The goal of developing an analytical model is to predict the performance of an application given a new machine specified by some hardware parameters. Since the advent of RISC, a very accurate model based on instruction mix, costs of instructions, and cache hit rates has been developed to predict program performance. Our goal is to develop a performance model for parallel programs that would be as comprehensive as the model proposed by Hennessey and Patterson for RISC processor performance. However, at this stage, we have not been able to develop a model that characterizes aspect of a parallel machine. In particular, our model is defficient in capturing contention issues that result in poor program performance. The two common scenarios that are not captured in our model are bandwidth limitation and lock-based serialization. In both cases, the program runs slower due to interference between the activities of different processors, which could be either non-deterministic or at least timing specific.
We would like our model to capture the load balance characteristics of a program running on a new machine as well as predict the performance penalties incurred due to communication. We, therefore, would like to measure the following aspects by running the program through a simulator.
We need to measure distance (in terms of instructions) between an issue of a remote memory reference and its subsequent usage. Organize these numbers in the form of an histogram. When we actually plug in the machine parameters for remote memory latency, we would use charge different costs based on this distance. For example, if a value gets used after k cycles and if an access costs l cycles, the cost of the instruction would be (l - k) cycles if (k < l) or 1 cycle if (k > l).
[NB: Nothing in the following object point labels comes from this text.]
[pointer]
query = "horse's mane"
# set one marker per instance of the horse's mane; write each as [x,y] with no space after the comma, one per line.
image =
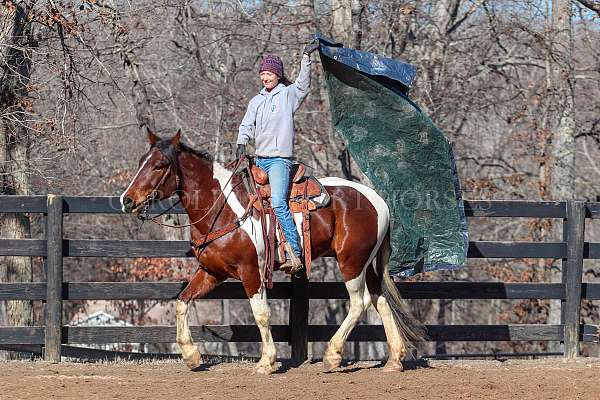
[202,154]
[167,148]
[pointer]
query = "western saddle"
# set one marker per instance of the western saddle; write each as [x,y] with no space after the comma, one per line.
[306,194]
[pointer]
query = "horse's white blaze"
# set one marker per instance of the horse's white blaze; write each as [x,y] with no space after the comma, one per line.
[262,314]
[383,211]
[131,183]
[251,225]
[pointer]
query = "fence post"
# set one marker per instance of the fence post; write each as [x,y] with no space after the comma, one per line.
[54,279]
[575,239]
[299,319]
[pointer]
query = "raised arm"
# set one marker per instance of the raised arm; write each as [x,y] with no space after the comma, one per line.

We also need to measure instruction mix of each parallel thread in every phase of the program (between every pair of barrier synchronizations). The hardware model for the machine would provide the scaling parameters for these instruction counts (just like the CPI calculation for RISC processors). By combining the parameters of the hardware model with the inherent behaviour of the program, we can calculate the execution time of the program on a new machine. Also, since we do not make any assumptions about instruction latencies in this model, we can also calculate the load balance of a program running on a specific machine, which addresses the issues raised in the concurrency page.